Chan: The outdoor hiking activities have grown tremendously through Covid. Did you see your business ride with that wave?
Nyrensten: This fiscal year, we grew by 132%. In Q4, which is April to June, we grew by 152%, and we saw many other e-commerce players losing sales. I believe because, at the early stage, all e-commerce players went up because of COVID, and then it was only later on when you could see who were the real category winners.
Chan: How are you mitigating your global supply chain issues?
Nyrensten: These things can be challenging for a company chasing new and re-ordered products. We have a running assortment strategy with 75% in-stock core products, which is helpful. We have also diversified our suppliers in multiple European and Asian countries. The hardest part is the new products because you need to figure out the volume. Fortunately, we are not impacted by seasonal fashion. The biggest problem is the lack of shipping containers.

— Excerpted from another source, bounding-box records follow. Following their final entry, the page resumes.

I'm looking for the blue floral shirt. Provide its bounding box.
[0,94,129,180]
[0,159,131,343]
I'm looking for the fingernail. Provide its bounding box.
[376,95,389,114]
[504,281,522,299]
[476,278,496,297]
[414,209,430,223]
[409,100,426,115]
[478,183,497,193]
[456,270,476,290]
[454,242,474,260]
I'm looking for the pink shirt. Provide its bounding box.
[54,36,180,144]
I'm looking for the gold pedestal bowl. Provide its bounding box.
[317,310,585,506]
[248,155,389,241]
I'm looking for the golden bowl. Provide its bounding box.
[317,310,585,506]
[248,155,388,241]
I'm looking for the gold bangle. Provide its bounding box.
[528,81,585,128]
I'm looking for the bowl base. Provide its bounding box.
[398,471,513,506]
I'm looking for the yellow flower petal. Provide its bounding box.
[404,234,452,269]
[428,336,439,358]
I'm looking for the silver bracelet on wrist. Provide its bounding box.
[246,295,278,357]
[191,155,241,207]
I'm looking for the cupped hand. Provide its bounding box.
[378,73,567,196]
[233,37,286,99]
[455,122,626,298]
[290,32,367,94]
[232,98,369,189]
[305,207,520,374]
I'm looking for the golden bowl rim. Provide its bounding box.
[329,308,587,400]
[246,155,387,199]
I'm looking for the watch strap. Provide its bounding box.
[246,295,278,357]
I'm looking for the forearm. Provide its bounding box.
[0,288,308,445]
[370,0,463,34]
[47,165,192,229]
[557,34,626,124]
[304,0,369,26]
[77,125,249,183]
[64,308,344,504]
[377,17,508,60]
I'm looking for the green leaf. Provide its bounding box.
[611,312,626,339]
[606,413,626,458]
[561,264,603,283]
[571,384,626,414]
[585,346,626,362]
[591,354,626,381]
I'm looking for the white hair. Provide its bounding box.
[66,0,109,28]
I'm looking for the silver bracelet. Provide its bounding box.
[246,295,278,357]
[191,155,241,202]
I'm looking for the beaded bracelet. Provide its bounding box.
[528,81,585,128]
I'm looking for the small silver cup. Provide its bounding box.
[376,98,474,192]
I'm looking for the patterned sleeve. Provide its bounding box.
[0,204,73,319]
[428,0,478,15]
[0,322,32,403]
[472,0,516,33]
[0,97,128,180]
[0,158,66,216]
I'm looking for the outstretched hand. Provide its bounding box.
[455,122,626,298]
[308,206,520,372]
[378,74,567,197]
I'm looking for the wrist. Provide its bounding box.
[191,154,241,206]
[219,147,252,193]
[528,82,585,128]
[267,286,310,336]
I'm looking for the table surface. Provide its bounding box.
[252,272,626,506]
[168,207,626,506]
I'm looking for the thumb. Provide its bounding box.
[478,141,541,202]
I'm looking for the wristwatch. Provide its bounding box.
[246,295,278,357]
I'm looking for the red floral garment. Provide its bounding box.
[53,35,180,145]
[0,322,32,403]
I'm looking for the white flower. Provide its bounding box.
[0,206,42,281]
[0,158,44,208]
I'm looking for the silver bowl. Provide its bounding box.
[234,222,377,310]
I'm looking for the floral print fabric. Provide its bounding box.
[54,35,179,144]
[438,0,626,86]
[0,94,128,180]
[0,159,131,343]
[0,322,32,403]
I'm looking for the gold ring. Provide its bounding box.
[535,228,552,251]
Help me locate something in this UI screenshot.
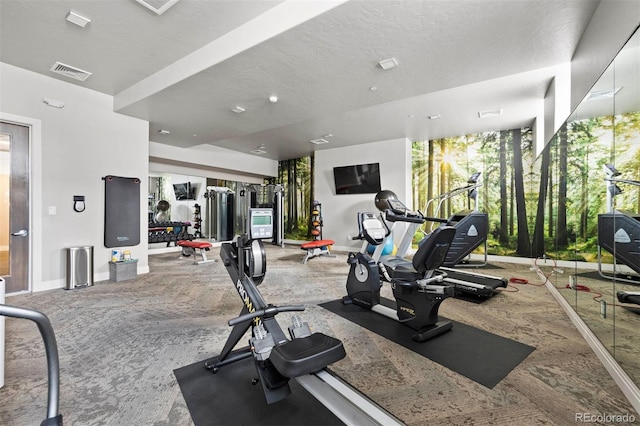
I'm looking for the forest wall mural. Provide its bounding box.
[278,112,640,262]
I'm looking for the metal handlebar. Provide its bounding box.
[229,305,305,326]
[0,304,62,424]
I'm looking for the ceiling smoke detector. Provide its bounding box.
[136,0,179,15]
[250,145,267,155]
[585,87,622,101]
[65,10,91,28]
[50,62,91,81]
[378,58,398,70]
[478,108,502,118]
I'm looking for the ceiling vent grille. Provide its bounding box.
[136,0,179,15]
[51,62,91,81]
[478,108,502,118]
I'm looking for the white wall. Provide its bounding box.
[314,139,412,250]
[149,141,278,179]
[0,63,149,291]
[565,0,640,111]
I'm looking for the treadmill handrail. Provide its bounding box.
[0,304,60,419]
[604,178,640,186]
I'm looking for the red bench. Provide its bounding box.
[176,240,215,265]
[300,240,335,263]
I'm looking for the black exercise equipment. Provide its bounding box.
[205,209,346,404]
[425,172,508,298]
[343,207,455,342]
[598,164,640,284]
[0,304,62,426]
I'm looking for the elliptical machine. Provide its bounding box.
[426,172,508,298]
[343,196,455,342]
[598,164,640,285]
[204,208,346,404]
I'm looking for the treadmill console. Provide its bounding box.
[247,208,273,240]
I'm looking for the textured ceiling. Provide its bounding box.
[0,0,599,159]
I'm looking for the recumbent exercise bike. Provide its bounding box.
[343,201,456,342]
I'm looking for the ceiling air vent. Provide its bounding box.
[478,108,502,118]
[136,0,178,15]
[51,62,91,81]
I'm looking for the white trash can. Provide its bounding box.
[65,246,93,290]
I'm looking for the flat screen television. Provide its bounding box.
[333,163,381,194]
[173,182,196,200]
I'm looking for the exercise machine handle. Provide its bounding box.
[229,305,305,326]
[0,304,62,425]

Chan: What is the most critical part of your company culture?
Nyrensten: We have an underdog culture where we fought to make every Krona count because we started with nothing. We have to believe in ourselves and succeed in what we do together, as a team.
Chan: If you could go back in time, what would be that one piece of advice you would give to yourself knowing what you know today?
Nyrensten: Believe in yourself and don’t believe that the “experts” know all the answers because nobody does. Once, an “expert” told me that women can only do small businesses as a hobby and cannot build a successful business. I had to prove them wrong, so that’s the essential part of the fight and success of the RevolutionRace. I believe in our gut feelings, and today we have a unicorn valuation of our company. I also think that women need to inspire and support each other.
I loved the quote by the incredible Kamala Harris, “I may be the first, but I won’t be the last.”